Eléonore Sulser dans Le Temps (31.08.2013)

AUTOPORTRAIT D’UN PAUVRE TYPE

Michel Layaz se coule dans la peau d’un narrateur lâche, obsessionnel et méprisant. Une peinture noire exécutée avec rigueur.

« Pauvre type ». Le verdict tombe d’emblée. Le narrateur du nouveau roman du Lausannois Michel Layaz, Le Tapis de course, est un pauvre type. C’est en tout cas ce que lui signifie, tranquillement, un jeune homme dans un supermarché. L’insulte fait inexorablement son chemin dans la tête de celui qui dit « je ». Elle est le déclencheur du récit ; l’élément clé d’une confession en forme de monologue qui constitue l’ensemble du livre.

Jour après jour à dater du pauvre type initial, le narrateur va s’observer et enregistrer ce qu’il voit et comprend de lui-même dans le dictaphone de son téléphone portable. Quelque chose a bougé dans sa vie jusqu’ici bien ordonnée, saisit-on : « J’ai besoin de parler. Pour une fois ni frein ni résistance. Alors je parle. C’est nouveau. C’est inattendu. »
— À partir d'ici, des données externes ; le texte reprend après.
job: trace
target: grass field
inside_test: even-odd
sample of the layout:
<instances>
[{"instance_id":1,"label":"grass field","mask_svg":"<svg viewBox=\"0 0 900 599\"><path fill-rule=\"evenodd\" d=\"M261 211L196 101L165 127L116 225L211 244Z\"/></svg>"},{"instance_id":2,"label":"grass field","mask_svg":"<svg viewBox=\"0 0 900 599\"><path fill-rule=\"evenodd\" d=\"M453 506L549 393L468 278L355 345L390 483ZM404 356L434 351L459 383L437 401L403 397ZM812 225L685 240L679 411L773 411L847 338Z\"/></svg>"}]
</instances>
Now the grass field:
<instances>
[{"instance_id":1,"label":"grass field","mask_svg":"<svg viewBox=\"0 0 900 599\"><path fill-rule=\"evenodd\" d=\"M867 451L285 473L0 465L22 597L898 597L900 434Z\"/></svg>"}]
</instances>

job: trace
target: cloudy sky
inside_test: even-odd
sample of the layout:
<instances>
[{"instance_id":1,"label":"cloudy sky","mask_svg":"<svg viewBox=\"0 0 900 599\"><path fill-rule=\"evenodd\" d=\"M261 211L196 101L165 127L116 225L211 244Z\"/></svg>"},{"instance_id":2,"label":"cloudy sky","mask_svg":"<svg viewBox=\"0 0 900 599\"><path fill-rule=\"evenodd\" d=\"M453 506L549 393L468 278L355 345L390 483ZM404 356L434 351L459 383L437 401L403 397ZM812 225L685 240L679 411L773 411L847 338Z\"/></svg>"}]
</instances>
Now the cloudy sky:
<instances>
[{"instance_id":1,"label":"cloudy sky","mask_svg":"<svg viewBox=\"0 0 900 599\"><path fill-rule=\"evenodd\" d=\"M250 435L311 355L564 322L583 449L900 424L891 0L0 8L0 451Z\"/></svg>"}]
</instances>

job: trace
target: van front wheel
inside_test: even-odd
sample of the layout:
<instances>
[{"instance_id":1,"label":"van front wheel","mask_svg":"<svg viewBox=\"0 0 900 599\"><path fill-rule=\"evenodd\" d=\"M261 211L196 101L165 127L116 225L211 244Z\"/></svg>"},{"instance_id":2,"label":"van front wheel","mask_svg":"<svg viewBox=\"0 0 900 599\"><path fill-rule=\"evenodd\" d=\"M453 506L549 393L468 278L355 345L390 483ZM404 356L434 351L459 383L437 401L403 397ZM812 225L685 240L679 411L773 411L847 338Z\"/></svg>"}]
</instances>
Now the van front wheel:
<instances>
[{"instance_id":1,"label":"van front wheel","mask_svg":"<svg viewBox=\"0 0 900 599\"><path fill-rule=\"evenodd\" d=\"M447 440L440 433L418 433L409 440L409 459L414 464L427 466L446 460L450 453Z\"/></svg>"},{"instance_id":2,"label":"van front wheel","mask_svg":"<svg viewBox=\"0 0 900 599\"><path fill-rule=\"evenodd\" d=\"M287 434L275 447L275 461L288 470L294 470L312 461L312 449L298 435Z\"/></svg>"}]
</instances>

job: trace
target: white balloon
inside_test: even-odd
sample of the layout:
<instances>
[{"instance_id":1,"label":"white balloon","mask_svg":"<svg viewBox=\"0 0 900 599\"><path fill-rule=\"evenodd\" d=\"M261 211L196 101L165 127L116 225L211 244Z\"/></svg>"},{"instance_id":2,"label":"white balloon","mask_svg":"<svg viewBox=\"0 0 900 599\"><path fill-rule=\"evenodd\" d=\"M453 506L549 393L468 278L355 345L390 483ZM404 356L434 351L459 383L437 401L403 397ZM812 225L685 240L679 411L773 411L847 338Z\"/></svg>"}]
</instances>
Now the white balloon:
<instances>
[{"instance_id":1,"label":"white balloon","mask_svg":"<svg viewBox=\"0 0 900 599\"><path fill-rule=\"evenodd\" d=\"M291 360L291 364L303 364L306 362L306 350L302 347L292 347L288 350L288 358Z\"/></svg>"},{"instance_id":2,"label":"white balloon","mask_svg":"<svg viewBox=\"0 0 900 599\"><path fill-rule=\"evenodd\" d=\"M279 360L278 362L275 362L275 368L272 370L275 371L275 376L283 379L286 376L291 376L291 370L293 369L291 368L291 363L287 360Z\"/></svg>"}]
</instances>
Du 22 août au 1er juin de l’année suivante, voici donc le journal d’un pauvre type. Michel Layaz s’emploie avec art à remplir ce programme de départ. Son narrateur est un pauvre type très élaboré, disposant d’une panoplie complète. Singulièrement grincheux, lâche et méprisant, il est un mauvais mari, un mauvais père, un très mauvais collègue. Il n’aime guère sa femme, qui le lui rend bien (« notre manque de désir est réciproque ») ; il supprime les perruches adorées de son fils Gustave puis ment à l’enfant ; il trahit un de ses meilleurs amis qui brigue un poste important. Il est aussi mauvais fils : « Il y a eu la mort de mon père », constate-t-il avec froideur le 12 novembre : « Entre lui et moi rien de profond n’a été détruit parce que rien de profond n’a existé. »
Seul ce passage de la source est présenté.